Harmony has constantly been important to MIT President Emerita Susan Hockfield. Whether navigating the administrative challenges of a earth-course research university or championing new products of interdisciplinary analysis — and often both at the very same time — Hockfield has a eager appreciation for bringing disparate elements together for the better superior.
Her e-book, “The Age of Residing Machines,” posted in April 2019 by W.W. Norton & Company, celebrates the people and science stories behind the “convergence revolution,” which built-in the lifetime sciences with engineering and the physical sciences to reshape the scientific business.
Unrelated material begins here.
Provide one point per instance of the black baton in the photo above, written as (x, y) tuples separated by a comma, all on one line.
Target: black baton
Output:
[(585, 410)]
The American Institute of Physics honored her crafting with a 2020 Science Interaction Award, citing the narrative’s breadth of knowledge and optimism as crucial things in “speaking in opposition to anti-science and reaching the community.”
“The abiding desire of non-experts and non-engineers, my focus on viewers, to comprehend why they may well have self esteem in a better long run was a impressive inspiration,” Hockfield claims.
“At a time when it is quick to experience that self-assurance in science is at a reduced point, the enthusiasm of non-experts and non-engineers for the doable long term technologies inspired me to write technological know-how tales they could recognize.”
“The Age of Residing Machines” describes how scientists from quite a few disciplines, at MIT and elsewhere, are reworking elements of the all-natural earth, these kinds of as proteins, viruses, and biological signaling pathways, into “living” methods for some of the most vital — and challenging — demands of the 21st century, these as offering adequate electricity, food items, drinking water, and health and fitness treatment for the world’s developing populace. The AIP judges be aware that Hockfield presents “a stability of information and facts with no overloading the reader” and connect with it a “joy to read, the two fascinating and entertaining.”
AIP has introduced its Science Conversation Awards each 12 months considering the fact that 1968 to realize the greatest science writing of the prior 12 months. The award recognizes the writers’ attempts to increase the general public’s appreciation of the physical sciences, astronomy, math, and related scientific fields.
Hockfield is president emerita, a professor of neuroscience, and a member of the Koch Institute for Integrative Most cancers Analysis. From 2004 to 2012, she served as the 16th president of MIT, the initially lifestyle scientist and initial female in that job. As a biologist, she pioneered the use of monoclonal antibody engineering in brain investigation, identifying proteins that impact brain progress as a result of neural activity early in everyday living.